We also agreed the broad terms of our future relationship, in an Outline Political Declaration.

President Juncker has now written to the President of the European Council to recommend that “decisive progress has been made in the negotiations.”

And a special European Council will be called for Sunday 25 th November.

This puts us close to a Brexit deal.

Mr Speaker, what we agreed yesterday was not the final deal.

It is a draft treaty that means we will leave the EU in a smooth and orderly way on 29 March 2019 and which sets the framework for a future relationship that delivers in our national interest.

It takes back control of our borders, laws and money.

It protects jobs, security and the integrity of the United Kingdom.

And it delivers in ways that many said could simply not be done.

We were told that we had a binary choice between the model of Norway or the model of Canada. That we could not have a bespoke deal.

But the Outline Political Declaration sets out an arrangement that is better for our country than both of these – a more ambitious free trade agreement than the EU has with any other country.

And we were told we would be treated like any other third country on security co-operation.

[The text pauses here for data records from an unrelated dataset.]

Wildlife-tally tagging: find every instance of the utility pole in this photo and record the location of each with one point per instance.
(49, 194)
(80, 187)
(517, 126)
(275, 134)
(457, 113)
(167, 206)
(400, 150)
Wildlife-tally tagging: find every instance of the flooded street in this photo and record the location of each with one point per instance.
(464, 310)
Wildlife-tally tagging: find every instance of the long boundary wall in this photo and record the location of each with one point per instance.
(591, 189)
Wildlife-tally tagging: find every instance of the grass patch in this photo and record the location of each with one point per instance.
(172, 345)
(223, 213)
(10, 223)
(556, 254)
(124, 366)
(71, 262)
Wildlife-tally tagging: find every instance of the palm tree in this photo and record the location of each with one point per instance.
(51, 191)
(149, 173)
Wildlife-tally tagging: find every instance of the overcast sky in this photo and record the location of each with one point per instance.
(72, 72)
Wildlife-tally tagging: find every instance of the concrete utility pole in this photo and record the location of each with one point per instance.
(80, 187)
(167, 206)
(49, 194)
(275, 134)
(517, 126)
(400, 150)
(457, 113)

But the Outline Political Declaration sets out a breadth and depth of co-operation beyond anything the EU has agreed with any other country.

So let me take the House through the details.

First, on the Withdrawal Agreement, the full legal text has now been agreed in principle.

It sets out the terms on which the UK will leave the EU in 134 days’ time on 29 th March 2019.

We have secured the rights of the more than three million EU citizens living in the UK, and around one million UK nationals living in the EU.

We have agreed a time-limited implementation period that ensures businesses only have to plan for one set of changes.

We have agreed Protocols to ensure Gibraltar and the Sovereign Base Areas are covered by the Withdrawal Agreement.

And we have agreed a fair financial settlement – far lower than the figures many mentioned at the start of this process.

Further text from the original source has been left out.